Market environment notables in the category include the $953 million Two Sigma Compass Cayman Fund, down -0.94% month to date but nonetheless up 12.58% on the year. The relatively well-diversified strategy on a beta market environment basis has 8.73% annualized volatility with returns of 16.30% annualized returns. That’s not a mistake, as on a relative basis it correlates with a beta market environment strategy diversified approach.
Hedge fund performance – Equity long / short strategies find varied results
Another strategy having difficulty in the dopamine market environment era is the Equity Long / Short USA strategy, up just 0.32% year to date.
While the S&P 500 is not exactly the best benchmark, the strategy is typically net long 75% or so and the relative performance is a meaningful measure.
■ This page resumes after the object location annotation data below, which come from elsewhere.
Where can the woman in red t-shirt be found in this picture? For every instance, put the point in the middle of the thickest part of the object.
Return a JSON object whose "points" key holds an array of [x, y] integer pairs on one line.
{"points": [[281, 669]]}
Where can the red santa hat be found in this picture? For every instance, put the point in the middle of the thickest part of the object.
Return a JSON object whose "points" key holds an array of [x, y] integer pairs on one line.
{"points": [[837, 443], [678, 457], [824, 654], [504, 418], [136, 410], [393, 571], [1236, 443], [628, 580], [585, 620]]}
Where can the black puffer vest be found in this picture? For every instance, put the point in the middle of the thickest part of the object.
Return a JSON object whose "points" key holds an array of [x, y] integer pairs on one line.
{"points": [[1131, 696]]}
With the S&P 500 up 6.52% year to date, one might reasonably expect equally correlated long / short strategies to be up near 4%. But the odd market environment has not led to strong stock picking opportunities, it has been previously argued.
Looking at the sector returns, the diversity and differential between the top and bottom funds is striking, particularly when compared against the relatively predictable managed futures CTA market environment performance.
One of the category leaders is the $2.7 billion mathematically-driven Renaissance Institutional Equities up 12.84%. The fund has both volatility and annualized returns near 10%. Its worst drawdown of 35.73% shouldn’t come as a surprise relative to the time period: 2007 to 2009, revealing its correlation amid the 2008 financial crisis.
US focused long / short strategies are at least positive. With European stock markets generally higher year to date – the FTSE 100 (PR) is up 10.72% year to date — the HSBC Equity Diversified / Europe category is nonetheless down 4.97%. This could be due, in part, to the market capitalization diversity found on the HSBC roster of performers.
In this category, there are significant year-to-date losers but no winners who are up more than 5%. The FTSE 250 (PR), which is up 3.20%, is the relative outperformer in Europe year to date, with the German DAX up just 1.71%.
In this category perhaps the most statistically noteworthy is David Grimbley’s $768 million TT Mid-Cap Europe Long / Short Fund LTD, Class B, which is up 2.49% on the year. The fund’s annualized volatility, at 8.23%, is lower than its average annual return 11.2%. Considering it from a noncorrelated perspective, the fund’s worst drawdown did not occur during the 2008 financial crisis, but rather was a slight 7.61% and occurred from April to September 2006.